Dr. Vasconcelos, who is also part of the Evandro Chagas Institute (IEC) and the Ministry of Health’s Health Surveillance Secretariat (SvS/MS), clarifies that when analyzing the situation of arboviruses with other zoonotic viruses, especially coronaviruses, which emerged in the present 21st Century, we see that with the exception of dengue (whose transmission is direct in urban environments between humans and the Aedes aegypti mosquito), all other arboviruses initially emerged in wild zoonotic cycles and later adapted in urban environments, facilitated by the unique vectoral capacity of the Aedes aegypti mosquito. “On the other hand, the coronaviruses associated with SARS, MERS and COVID-19 were zoonotic viruses, whose transmitters are different species of bats, a class of mammals that are eclectic in their ability to harbor viruses, and which are abundant on the planet. Incidentally, the Hendra and Nipah viruses are also from bats, as is the case with Ebola and Marburg (Filoviruses), which had defined that the primary hosts would also be bats, as well as rabies and other lyssaviruses”, he adds.

Also according to the virologist, the approach to studies of these viruses must include the One Health initiative, or the only health, the more humans invade natural ecosystems (for the exploitation of natural wealth or for occupations with housing and development projects), for millennia inhabited by these and other wild vertebrates, we increase the risks that some of these viral pathogens will be able to adapt and multiply in humans, which can result in epidemics or even pandemics as currently observed with COVID-19. Therefore, according to him, only with the interaction between the different medical and veterinary sciences, ecology and epidemiology, will we be able to understand the eco-epidemiology of arboviruses and zoonotic viruses a little better, as humans will not fail to invade natural ecosystems.

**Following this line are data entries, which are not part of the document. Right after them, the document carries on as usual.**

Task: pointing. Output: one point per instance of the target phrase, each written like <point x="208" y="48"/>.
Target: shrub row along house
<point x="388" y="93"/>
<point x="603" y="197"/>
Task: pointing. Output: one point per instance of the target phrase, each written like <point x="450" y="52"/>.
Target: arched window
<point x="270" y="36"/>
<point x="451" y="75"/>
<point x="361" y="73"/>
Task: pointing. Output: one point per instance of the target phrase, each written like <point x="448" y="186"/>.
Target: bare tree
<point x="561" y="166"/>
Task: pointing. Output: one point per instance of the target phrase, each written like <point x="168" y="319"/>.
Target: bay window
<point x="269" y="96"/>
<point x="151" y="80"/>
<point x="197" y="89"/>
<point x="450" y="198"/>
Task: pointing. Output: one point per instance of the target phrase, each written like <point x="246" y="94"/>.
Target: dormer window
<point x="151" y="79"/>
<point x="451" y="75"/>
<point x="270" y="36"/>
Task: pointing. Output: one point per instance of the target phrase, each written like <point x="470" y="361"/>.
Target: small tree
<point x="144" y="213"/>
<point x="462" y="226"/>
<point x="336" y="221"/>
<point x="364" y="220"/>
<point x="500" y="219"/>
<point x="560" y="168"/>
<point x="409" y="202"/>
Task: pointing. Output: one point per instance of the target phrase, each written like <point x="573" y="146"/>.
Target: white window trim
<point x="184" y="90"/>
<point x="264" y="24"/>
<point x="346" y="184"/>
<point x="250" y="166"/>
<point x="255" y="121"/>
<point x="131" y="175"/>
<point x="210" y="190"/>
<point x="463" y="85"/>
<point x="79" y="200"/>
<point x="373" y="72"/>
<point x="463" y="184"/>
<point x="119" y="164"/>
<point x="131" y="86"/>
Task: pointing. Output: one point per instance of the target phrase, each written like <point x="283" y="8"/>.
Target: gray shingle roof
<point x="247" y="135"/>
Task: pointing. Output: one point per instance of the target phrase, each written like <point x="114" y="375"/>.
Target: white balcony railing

And so, using scientific information, we can get a rough idea of how viruses make the ‘jump between species’, and build mechanisms to try to contain the spread or minimize their effects on populations around the world. Finally, it is necessary to emphasize that national and international health authorities and politicians in general must learn to trust science and the scientifically obtained information. Only with scientific information will we be able to build mechanisms for the prevention and control of these viruses, as well as to develop diagnostic, therapeutic, vaccine methods and also to understand the mechanisms of disease. Scientific information is essential for us to be able to predict and prevent zoonotic viruses present and in balance in nature, from becoming a new health problem as we currently experience with COVID-19”, concludes Dr. Vasconcelos who is also a Full Member of the Brazilian Academy of Sciences (ABC).